米ケロッグのコーンフレークの箱が人種差別的だと炎上


 先日は石鹸ブランド「ダヴ」で知られるユニリーバ社が「黒人女性が白人に変身するCM」を流して米国内で炎上したニュースが話題になったが、今度は子供たちに大人気のケロッグのコーンフレークのパッケージに描かれた「コーンたち」が、子供たちに人種差別を植え付けるものだとの指摘を受け、大変なことになっている。

 そのパッケージに描かれた問題のイラストはこちら。ショッピングモールで楽しそうに遊ぶコーンたちは、どれもトウモロコシの粒に見立てた黄色っぽい色だが、隅で床を掃除する掃除夫に見立てたコーンだけは他のコーンたちよりも、肌の色が濃くなっている。このコーンだけが確かに茶色っぽいのだ。

 このことに気づいたコミックライターのサラディン・アハメドさんは、ケロッグ社をツイッターでタグ付けして「なぜ茶色のトウモロコシの粒だけが清掃員? 子供たちに人種差別を教えているようなもの」と抗議した。ケロッグ社はそれに対してすぐにツイッター上で謝罪し、「店舗から商品を回収し、デザインを変更します」と素早い対応を見せたため、アハメドさんも「大変迅速な対応に感謝します」と大人な対応でツイートした。

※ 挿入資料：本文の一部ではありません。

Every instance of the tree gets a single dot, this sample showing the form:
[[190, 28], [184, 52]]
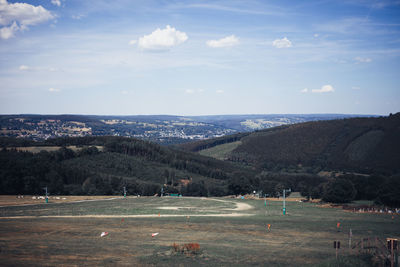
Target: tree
[[339, 191]]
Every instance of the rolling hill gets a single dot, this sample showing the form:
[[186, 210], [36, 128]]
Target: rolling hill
[[104, 165], [366, 145]]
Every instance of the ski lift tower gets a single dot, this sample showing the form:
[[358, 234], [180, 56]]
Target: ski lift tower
[[284, 199], [47, 198]]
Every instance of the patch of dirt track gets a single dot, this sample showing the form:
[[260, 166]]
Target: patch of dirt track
[[239, 207]]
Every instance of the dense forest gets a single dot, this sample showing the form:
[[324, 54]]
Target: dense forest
[[361, 145]]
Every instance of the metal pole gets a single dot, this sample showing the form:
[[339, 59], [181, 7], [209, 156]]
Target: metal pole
[[47, 199], [392, 254], [284, 201]]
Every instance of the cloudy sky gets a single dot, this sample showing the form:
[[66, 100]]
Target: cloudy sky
[[199, 57]]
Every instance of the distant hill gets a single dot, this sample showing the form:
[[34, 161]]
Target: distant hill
[[104, 165], [355, 144], [162, 129]]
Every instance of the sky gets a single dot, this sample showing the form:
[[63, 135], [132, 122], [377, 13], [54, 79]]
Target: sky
[[126, 57]]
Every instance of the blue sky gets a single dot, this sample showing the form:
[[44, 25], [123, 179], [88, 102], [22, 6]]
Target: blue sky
[[199, 57]]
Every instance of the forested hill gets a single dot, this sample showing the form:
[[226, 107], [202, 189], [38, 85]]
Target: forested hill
[[366, 145], [104, 165]]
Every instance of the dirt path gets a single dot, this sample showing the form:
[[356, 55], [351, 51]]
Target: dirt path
[[132, 216]]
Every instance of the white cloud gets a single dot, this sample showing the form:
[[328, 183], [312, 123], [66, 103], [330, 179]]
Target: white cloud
[[362, 59], [324, 89], [56, 2], [54, 90], [282, 43], [193, 91], [77, 17], [162, 39], [223, 42], [8, 32], [18, 16], [24, 67]]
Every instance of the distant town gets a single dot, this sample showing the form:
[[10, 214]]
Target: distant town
[[162, 129]]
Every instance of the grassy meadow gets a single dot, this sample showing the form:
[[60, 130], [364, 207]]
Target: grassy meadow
[[230, 232]]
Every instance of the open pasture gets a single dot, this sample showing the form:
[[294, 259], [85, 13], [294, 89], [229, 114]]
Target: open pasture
[[228, 231]]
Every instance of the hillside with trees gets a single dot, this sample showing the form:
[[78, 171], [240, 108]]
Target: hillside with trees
[[364, 145], [143, 167]]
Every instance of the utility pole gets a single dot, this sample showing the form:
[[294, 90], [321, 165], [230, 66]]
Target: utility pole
[[284, 199]]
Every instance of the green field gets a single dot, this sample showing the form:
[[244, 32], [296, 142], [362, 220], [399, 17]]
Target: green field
[[230, 232], [221, 152]]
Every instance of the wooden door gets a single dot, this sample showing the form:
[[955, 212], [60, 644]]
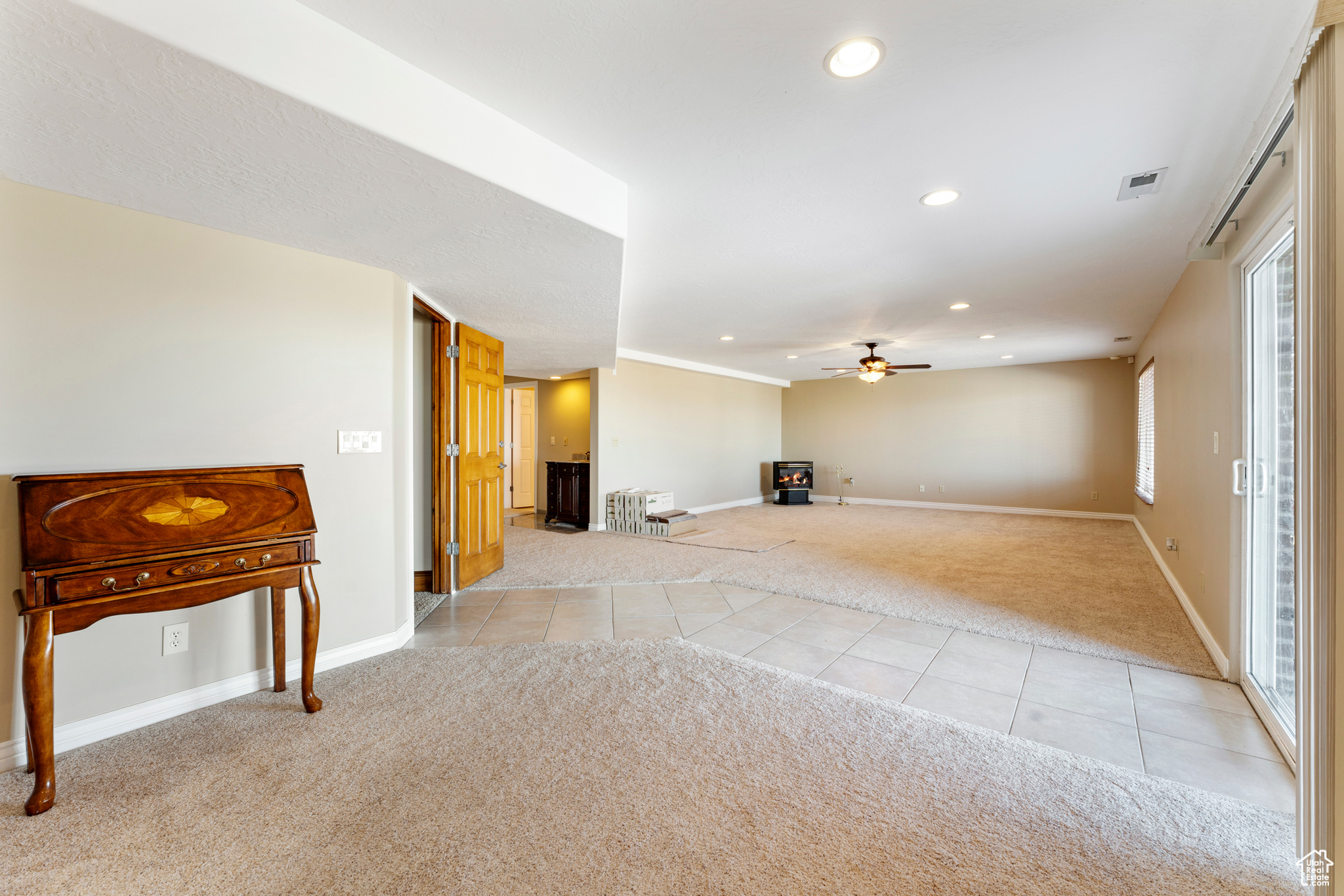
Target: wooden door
[[524, 448], [480, 428]]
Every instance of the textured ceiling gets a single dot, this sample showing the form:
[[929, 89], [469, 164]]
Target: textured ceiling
[[778, 205], [100, 110]]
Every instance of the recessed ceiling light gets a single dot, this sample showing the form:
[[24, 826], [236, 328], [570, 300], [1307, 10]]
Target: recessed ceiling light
[[855, 57], [941, 197]]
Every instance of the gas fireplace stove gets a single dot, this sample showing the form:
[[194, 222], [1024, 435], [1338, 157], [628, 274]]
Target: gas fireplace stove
[[793, 479]]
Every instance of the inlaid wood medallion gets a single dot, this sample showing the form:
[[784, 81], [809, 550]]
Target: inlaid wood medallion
[[184, 511]]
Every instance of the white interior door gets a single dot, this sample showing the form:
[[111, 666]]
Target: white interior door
[[524, 448], [1268, 480]]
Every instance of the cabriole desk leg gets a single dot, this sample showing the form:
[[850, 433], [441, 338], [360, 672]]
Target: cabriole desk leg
[[311, 619], [277, 634], [38, 704]]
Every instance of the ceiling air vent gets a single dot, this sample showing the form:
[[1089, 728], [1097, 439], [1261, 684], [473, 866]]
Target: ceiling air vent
[[1140, 184]]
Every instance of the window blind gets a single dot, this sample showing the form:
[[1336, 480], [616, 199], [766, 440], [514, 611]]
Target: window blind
[[1144, 468]]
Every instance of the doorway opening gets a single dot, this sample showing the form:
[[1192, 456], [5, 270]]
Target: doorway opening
[[432, 470], [520, 437], [542, 470]]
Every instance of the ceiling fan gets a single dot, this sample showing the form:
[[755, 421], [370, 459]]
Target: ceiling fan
[[873, 369]]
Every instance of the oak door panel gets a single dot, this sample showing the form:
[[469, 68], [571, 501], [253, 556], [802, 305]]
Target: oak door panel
[[480, 391]]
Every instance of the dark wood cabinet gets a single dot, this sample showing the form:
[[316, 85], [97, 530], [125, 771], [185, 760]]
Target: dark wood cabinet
[[568, 492]]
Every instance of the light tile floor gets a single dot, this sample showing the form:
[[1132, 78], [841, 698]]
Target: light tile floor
[[1196, 731]]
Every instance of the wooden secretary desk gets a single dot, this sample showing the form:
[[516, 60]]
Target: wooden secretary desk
[[98, 544]]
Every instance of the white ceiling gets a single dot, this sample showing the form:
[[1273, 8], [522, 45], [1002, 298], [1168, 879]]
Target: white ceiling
[[778, 205], [96, 109]]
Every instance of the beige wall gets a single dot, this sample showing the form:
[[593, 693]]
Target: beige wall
[[699, 436], [562, 411], [1196, 391], [1031, 436], [129, 340]]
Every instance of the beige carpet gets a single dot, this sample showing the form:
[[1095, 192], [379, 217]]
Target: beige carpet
[[721, 539], [1089, 586], [632, 767]]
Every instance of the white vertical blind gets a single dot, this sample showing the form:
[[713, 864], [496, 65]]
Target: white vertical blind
[[1144, 469]]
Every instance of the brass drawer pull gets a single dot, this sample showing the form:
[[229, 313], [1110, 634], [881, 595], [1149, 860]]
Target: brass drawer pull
[[112, 583], [242, 563]]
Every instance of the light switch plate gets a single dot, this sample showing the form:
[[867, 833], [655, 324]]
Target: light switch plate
[[359, 442]]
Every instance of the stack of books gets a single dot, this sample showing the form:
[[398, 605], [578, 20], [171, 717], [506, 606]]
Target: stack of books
[[673, 523]]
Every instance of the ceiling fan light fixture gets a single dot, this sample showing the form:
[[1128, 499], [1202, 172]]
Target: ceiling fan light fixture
[[940, 197], [854, 57]]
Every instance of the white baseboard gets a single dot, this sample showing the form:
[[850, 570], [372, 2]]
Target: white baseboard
[[1200, 629], [87, 731], [977, 508], [709, 508]]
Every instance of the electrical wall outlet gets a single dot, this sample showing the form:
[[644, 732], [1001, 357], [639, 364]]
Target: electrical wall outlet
[[175, 638], [359, 441]]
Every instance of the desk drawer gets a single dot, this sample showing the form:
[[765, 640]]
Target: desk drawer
[[150, 575]]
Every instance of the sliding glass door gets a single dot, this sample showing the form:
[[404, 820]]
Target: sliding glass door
[[1268, 478]]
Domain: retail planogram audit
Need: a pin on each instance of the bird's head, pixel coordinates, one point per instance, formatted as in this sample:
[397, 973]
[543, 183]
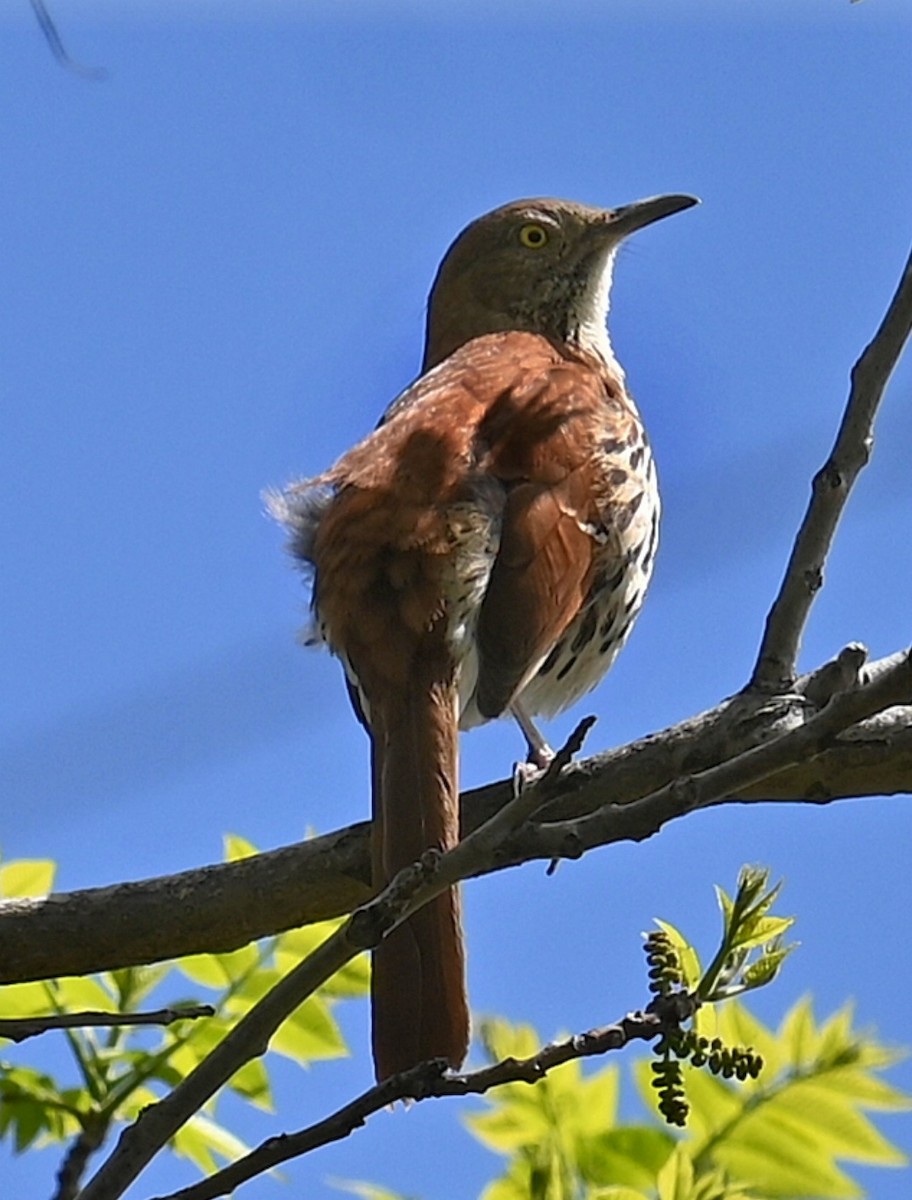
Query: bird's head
[537, 265]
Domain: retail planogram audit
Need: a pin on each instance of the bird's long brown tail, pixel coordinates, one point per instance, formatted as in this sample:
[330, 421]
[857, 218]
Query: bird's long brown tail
[418, 985]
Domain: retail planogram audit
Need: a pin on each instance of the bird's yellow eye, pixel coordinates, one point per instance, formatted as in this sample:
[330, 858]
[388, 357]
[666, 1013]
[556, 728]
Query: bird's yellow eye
[533, 235]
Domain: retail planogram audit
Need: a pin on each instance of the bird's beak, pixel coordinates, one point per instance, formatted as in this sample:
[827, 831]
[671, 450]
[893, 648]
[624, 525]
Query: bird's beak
[641, 213]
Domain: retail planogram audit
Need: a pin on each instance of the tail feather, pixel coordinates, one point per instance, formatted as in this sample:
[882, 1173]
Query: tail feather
[418, 989]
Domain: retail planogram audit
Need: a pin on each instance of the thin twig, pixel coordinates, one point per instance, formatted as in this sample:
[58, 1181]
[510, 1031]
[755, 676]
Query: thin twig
[886, 683]
[19, 1029]
[778, 657]
[412, 888]
[430, 1080]
[55, 42]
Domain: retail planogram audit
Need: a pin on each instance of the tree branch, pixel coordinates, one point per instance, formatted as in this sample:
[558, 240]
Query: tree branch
[409, 891]
[19, 1029]
[221, 907]
[775, 665]
[429, 1080]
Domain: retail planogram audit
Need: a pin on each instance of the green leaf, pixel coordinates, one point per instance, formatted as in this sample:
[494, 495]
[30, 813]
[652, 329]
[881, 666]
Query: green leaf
[517, 1121]
[631, 1156]
[252, 1083]
[310, 1033]
[81, 993]
[597, 1101]
[676, 1177]
[762, 930]
[25, 1000]
[828, 1117]
[27, 877]
[777, 1157]
[202, 1140]
[621, 1193]
[502, 1039]
[235, 847]
[798, 1032]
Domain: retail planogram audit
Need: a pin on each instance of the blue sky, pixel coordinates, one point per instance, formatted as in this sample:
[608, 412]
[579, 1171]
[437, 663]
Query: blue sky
[214, 269]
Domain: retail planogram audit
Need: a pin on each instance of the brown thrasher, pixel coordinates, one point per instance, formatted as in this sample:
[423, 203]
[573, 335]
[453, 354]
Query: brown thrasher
[484, 551]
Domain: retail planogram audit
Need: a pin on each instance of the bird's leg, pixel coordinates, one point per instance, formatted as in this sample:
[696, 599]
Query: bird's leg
[539, 753]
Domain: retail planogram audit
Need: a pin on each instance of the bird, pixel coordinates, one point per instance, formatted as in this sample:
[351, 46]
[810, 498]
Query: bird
[483, 552]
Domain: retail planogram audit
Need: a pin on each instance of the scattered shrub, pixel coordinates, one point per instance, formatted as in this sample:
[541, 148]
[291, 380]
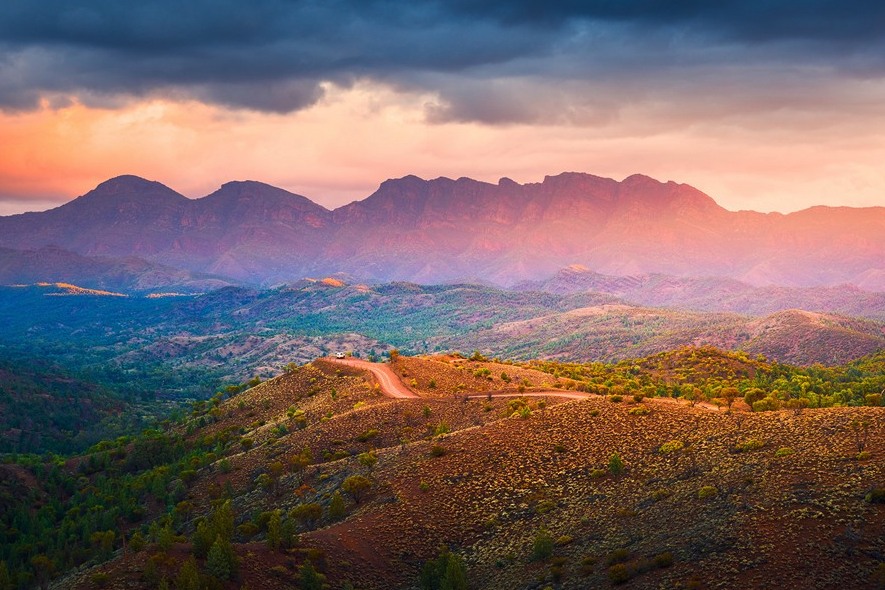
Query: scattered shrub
[586, 567]
[542, 545]
[336, 507]
[750, 444]
[876, 495]
[615, 464]
[662, 560]
[707, 492]
[357, 486]
[618, 574]
[672, 446]
[658, 495]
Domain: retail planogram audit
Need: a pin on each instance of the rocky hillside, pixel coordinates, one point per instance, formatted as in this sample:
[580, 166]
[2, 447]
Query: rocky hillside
[316, 475]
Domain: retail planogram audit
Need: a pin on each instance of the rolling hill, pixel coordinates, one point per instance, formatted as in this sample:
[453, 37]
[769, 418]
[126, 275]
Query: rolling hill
[317, 477]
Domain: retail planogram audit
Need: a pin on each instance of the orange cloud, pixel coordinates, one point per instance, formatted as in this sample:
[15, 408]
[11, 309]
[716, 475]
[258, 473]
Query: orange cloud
[341, 148]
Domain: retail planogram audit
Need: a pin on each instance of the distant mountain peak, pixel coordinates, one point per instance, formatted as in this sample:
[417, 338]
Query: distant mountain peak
[129, 187]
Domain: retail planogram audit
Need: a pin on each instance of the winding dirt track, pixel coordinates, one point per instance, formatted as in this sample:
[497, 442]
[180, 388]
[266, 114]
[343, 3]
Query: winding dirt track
[392, 386]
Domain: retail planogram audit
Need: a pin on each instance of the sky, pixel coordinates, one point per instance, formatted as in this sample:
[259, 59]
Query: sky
[771, 105]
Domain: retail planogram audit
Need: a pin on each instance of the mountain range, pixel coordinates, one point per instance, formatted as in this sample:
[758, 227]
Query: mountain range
[442, 230]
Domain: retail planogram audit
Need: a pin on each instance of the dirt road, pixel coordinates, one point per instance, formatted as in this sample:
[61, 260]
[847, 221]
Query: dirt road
[391, 386]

 そのツイッター上のやりとりが終了後もネット上では、同社の迅速な対応を褒める声や、こういう小さなことが人種のステレオタイプなイメージを植え付けてしまうという声、なかには、この清掃員こそがモールのオーナーかも知れないではないか、というポジティブな声なども飛び交い、今もネット上を賑わせている。

  アメリカの子供たちの朝食のお供であるコーンフレークにまで影響する「人種が持つイメージの決めつけ」。今回のケロッグ社、そして先日のダブの広告炎上は、アメリカで販売する商品のパッケージングや広告には、全ての人種の心情を汲んだ細心の注意が必要だという一例だが、アメリカに代表される単一人種で構成されていない世界各国では、こうした気遣いはもはや必須の「常識」だ。東京オリンピックを控えた日本でもマーケティング業界関係者にとっては「繊細な人種の問題をどう扱い、世界からのゲストを迎えるか」について熟慮する必要もあり、こうした炎上ニュースは恐らく他人事とは言えないだろう。